Vous avez certainement suivi le fameux salon rétromobile 2015 ?! Pour cette 40ème édition, le salon a battu des record de vente qui ont du bien plaire à la maison ARTCURIAL.

Et voici quelques exemples en images de jolies ventes

Maserati A6G Gran Sport Frua : 2 millions d’euro

Et c’est parti ! La première enchère est importante, dans la mesure où son résultat va donner la tendance de la vente. Une Singer 1500, modeste roadster britannique dont la valeur est évaluée à 800 €, part pour…10 000 € de plus ! Un démarrage en trombe qui va faire souffler un véritable vent de folie sur les voitures qui suivent : 25 000 € pour une camionnette-plateau Delahaye estimée à 3000 €, près de 24 000 € pour une Talbot T120 coach en piteux état estimée à 4000 € - « Merci Monsieur, une vie entière de bonheur à la restaurer ! », lancera avec malice Hervé Poulain au dernier enchérisseur - , ou bien encore 52 000 € pour ce qu’il restait d’une voisin Type C3 de 1923, royalement estimée à 2000 €. Bref, le ton était donné.

Talbot Lago T26 Grand Sport coupé Saoutchik : 1,7 million d’euro

D’autres prix ? 143 000 € pour une Facel Vega Excellence complète mais fort défraîchie (au lieu de 80 000 €), 89 500 € (au lieu de 30 000 €) pour une Porsche 356 SC, ou près de 430 000 € pour une Delahaye 135 M cabriolet Faget-Varnet (estimation de 150 000 €) qui s’apprête à traverser l’Atlantique. Une véritable folie, orchestrée avec le talent qu’on lui connaît par Maître Poulain, assisté par les très compétents Mathieu Lamoure et Pierre Novikoff, dont on relève toutefois qu’ils ont pour point commun de parler (pas très bien) anglais avec un effroyable accent français. Surtout, il est intéressant d’observer le jeu du commissaire-priseur et de son crieur, à qui aucun mouvement de bras dans la salle n’échappe. Sur scène, c’est une véritable mécanique de précision qui est à l’œuvre : il faut être attentif à ce qu’il se passe à la fois dans le public, par internet ou par téléphone, relancer les indécis, faire augmenter l’enchère avec habileté, ajouter une note d’humour autant que possible, frapper le marteau au bon moment, et savoir ne pas perdre de temps. La machine est rodée, elle fonctionne vite et bien et l’on peut donc savourer le spectacle.

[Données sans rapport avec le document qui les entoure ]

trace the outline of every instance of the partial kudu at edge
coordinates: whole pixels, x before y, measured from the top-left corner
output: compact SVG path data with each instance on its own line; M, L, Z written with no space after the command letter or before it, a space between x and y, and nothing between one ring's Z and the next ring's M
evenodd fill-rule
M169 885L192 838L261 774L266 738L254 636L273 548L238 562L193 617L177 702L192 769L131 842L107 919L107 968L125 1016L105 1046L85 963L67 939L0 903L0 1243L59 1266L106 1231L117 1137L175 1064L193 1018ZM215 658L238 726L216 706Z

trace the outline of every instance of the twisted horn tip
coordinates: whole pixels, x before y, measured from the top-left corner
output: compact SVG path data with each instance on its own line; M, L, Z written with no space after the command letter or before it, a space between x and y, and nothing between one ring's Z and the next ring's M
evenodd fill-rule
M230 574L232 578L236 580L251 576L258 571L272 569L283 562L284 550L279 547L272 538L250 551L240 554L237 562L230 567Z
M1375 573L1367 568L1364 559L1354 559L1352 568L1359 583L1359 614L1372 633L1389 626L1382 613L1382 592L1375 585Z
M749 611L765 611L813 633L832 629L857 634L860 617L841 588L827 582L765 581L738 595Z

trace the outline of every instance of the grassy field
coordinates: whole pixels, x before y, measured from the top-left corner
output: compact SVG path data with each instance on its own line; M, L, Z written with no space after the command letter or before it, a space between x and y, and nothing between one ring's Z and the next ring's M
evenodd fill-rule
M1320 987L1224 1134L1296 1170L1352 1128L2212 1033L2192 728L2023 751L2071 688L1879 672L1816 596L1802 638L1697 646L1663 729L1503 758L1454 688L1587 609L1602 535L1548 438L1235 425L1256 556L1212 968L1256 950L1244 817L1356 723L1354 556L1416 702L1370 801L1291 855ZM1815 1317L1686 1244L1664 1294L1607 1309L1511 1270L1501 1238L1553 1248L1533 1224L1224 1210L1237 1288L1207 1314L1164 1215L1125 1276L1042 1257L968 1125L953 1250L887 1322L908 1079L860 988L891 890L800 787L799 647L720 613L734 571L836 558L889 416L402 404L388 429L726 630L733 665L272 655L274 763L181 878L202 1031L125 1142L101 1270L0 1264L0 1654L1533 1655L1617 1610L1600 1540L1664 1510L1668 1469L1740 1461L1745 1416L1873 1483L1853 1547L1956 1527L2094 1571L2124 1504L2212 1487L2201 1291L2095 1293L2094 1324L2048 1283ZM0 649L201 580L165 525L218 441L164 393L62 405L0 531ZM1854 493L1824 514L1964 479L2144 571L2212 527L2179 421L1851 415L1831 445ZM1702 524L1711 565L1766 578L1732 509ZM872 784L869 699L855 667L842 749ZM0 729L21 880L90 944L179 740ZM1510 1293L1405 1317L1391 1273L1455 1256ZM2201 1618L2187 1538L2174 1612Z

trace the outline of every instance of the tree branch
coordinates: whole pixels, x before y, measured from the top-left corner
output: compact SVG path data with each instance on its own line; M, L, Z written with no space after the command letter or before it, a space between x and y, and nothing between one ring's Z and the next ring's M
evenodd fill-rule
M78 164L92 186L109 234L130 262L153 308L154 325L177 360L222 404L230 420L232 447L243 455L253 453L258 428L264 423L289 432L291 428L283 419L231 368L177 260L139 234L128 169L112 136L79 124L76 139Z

Un enchérisseur qui croyait avoir remporté un coupé Panhard-Levassor 1936 (lot n°33,) repartira sans l’auto car celle-ci est préemptée sur le fil par le musée de Compiègne, prioritaire en tant que représentant de l’Etat. Une jolie pièce pour le patrimoine automobile historique français, bravo !

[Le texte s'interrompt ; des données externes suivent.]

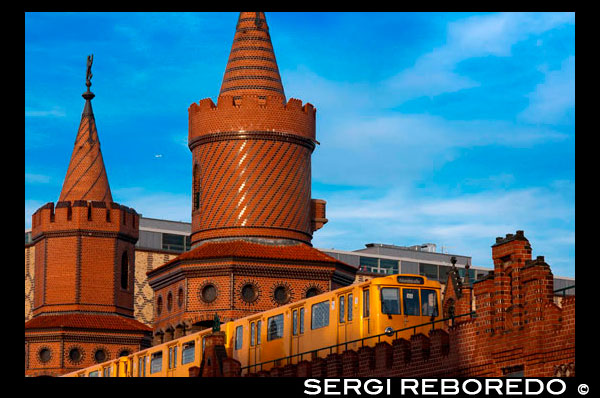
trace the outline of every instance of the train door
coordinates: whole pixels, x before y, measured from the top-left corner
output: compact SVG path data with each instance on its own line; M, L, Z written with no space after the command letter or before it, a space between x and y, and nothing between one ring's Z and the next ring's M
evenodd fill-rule
M177 368L177 345L169 347L169 358L167 364L167 377L175 376L175 369Z
M262 362L262 324L263 322L261 319L255 319L253 321L250 321L250 348L248 352L248 365L256 365ZM260 368L250 368L249 372L254 373L259 370Z
M341 293L337 295L338 309L337 309L337 343L342 344L352 339L353 329L353 298L352 293ZM338 347L338 353L341 353L346 349L346 346L341 345Z
M371 290L362 291L362 337L371 335Z
M292 309L292 334L290 342L290 355L304 352L304 307ZM298 363L303 358L293 357L291 363Z

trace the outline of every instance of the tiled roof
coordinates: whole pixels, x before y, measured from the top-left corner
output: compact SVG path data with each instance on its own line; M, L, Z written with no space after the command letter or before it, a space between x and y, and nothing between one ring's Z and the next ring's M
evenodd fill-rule
M319 263L337 264L341 261L328 256L327 254L310 247L304 243L297 245L276 246L261 245L259 243L248 242L244 240L234 240L225 242L206 242L189 252L180 254L173 260L149 271L148 274L155 273L170 264L182 260L205 260L216 258L251 258L251 259L273 259L290 261L312 261Z
M108 314L40 315L25 322L25 329L50 328L152 331L152 328L135 319Z

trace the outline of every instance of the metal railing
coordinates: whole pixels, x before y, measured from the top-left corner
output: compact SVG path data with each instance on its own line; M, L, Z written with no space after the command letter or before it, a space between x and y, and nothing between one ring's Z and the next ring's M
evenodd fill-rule
M260 370L262 370L263 369L263 365L266 365L266 364L269 364L269 363L273 363L275 366L281 366L280 365L281 361L286 361L286 364L289 365L291 363L291 361L294 358L297 358L297 357L300 357L300 361L303 360L304 355L310 355L311 359L312 358L316 358L318 356L318 353L320 351L324 351L324 350L329 350L329 354L333 354L333 349L334 348L337 349L337 348L339 348L341 346L344 346L344 349L348 350L348 345L349 344L355 344L355 343L359 343L359 342L361 343L361 347L364 347L365 346L365 340L375 339L376 338L377 342L379 343L379 342L381 342L381 338L383 336L385 336L385 337L392 337L392 336L394 336L394 338L397 339L398 338L398 333L404 332L404 331L407 331L407 330L410 330L410 329L413 329L413 335L415 335L415 334L417 334L417 328L421 328L423 326L431 325L431 330L435 330L435 325L437 323L440 323L440 322L451 321L451 326L454 326L454 320L456 318L461 318L461 317L464 317L464 316L473 316L473 317L475 317L476 314L475 314L475 311L472 311L472 312L469 312L469 313L466 313L466 314L453 315L453 316L450 316L448 318L437 319L437 320L433 320L431 322L421 323L419 325L413 325L413 326L409 326L409 327L402 328L402 329L392 330L392 331L387 332L387 333L384 332L384 333L376 334L376 335L373 335L373 336L363 337L361 339L346 341L344 343L338 343L338 344L334 344L334 345L327 346L327 347L317 348L316 350L305 351L305 352L301 352L299 354L288 355L286 357L272 359L270 361L256 363L254 365L244 366L240 370L242 371L242 373L246 369L248 370L248 372L250 372L250 368L252 368L252 370L254 371L259 366L260 366Z
M554 291L554 295L555 295L555 296L558 296L558 294L556 294L556 293L560 293L560 292L562 292L562 296L563 296L563 297L566 297L566 296L567 296L567 293L566 293L566 291L567 291L567 290L571 290L571 289L575 289L575 285L572 285L572 286L567 286L567 287L563 287L562 289L556 289L556 290Z

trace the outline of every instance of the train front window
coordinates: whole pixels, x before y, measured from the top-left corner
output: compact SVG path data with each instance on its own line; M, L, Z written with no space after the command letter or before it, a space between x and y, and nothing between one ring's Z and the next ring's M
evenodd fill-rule
M421 289L421 313L423 316L438 316L435 290Z
M352 321L352 293L348 295L348 322Z
M292 311L292 334L298 334L298 310Z
M419 289L402 289L404 315L421 315L419 309Z
M340 296L340 308L339 308L339 315L340 315L340 323L344 323L345 322L345 309L344 309L344 304L345 304L345 297L344 296Z
M255 337L256 336L256 323L252 322L250 324L250 347L254 347Z
M267 341L283 337L283 314L275 315L267 320Z
M304 308L300 308L300 334L304 333Z
M419 298L417 297L417 302ZM400 314L400 290L395 287L381 289L381 312L384 314Z

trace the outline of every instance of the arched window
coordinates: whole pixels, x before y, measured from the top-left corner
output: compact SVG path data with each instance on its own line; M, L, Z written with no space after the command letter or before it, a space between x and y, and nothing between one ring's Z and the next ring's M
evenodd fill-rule
M129 285L129 258L127 257L127 252L123 253L121 257L121 288L127 289Z
M192 191L193 191L193 210L198 210L200 208L200 168L198 167L198 163L194 164L194 173L193 173L193 183L192 183Z

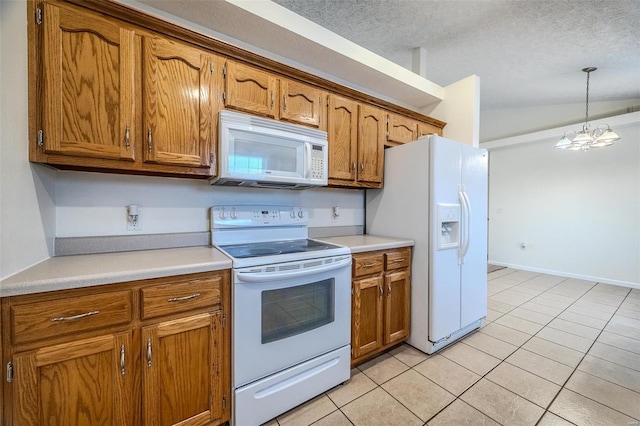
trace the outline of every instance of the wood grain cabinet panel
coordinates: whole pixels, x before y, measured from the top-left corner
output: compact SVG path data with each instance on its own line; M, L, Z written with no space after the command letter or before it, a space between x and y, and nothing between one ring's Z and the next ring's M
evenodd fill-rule
M417 139L418 122L398 114L387 114L387 138L385 145L394 146Z
M401 342L409 337L410 281L407 270L387 273L384 303L384 344Z
M360 104L358 108L358 181L382 186L385 120L380 108Z
M418 122L418 137L426 135L440 135L442 136L442 127L434 126L433 124Z
M145 37L145 161L210 165L213 65L207 52L168 39Z
M409 338L411 248L354 254L352 278L351 365L355 366Z
M44 152L134 160L134 32L43 5Z
M143 328L146 424L203 425L220 417L221 318L201 314Z
M131 333L14 355L16 425L134 424Z
M326 104L323 92L308 84L280 79L280 120L323 128ZM323 129L324 130L324 129Z
M127 324L132 318L127 290L15 304L11 307L11 338L13 344L21 344Z
M228 60L224 79L225 108L278 118L278 79L275 74Z
M382 277L353 282L351 347L352 358L358 358L382 347L383 323Z
M190 311L222 302L222 277L206 277L177 283L143 287L142 318Z
M358 103L329 95L327 117L329 138L329 180L355 183L358 161Z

A mesure que l’on avance dans la vente, les prix augmentent. Une très racée Talbot Lago T26 Record cabriolet par Saoutchik, possible « Winner of Pebble beach » à en croire Hervé Poulain s’envole à 726 000 € (estimation 150 000 €). Autre Talbot Lago, la T26 Grand Sport SWB carrossée elle aussi par Saoutchik atteint malgré son piteux état le prix stratosphérique de 1,7 millions d’euros frais inclus ! A peine croyable. Mais après 2 heures 45 de vente et 57 voitures adjugées (dont une Lancia Thema 8.32 à 8 400 €, ou une Ferrari Mondial cabriolet à un peu moins de 36 000 €), le dénouement approche.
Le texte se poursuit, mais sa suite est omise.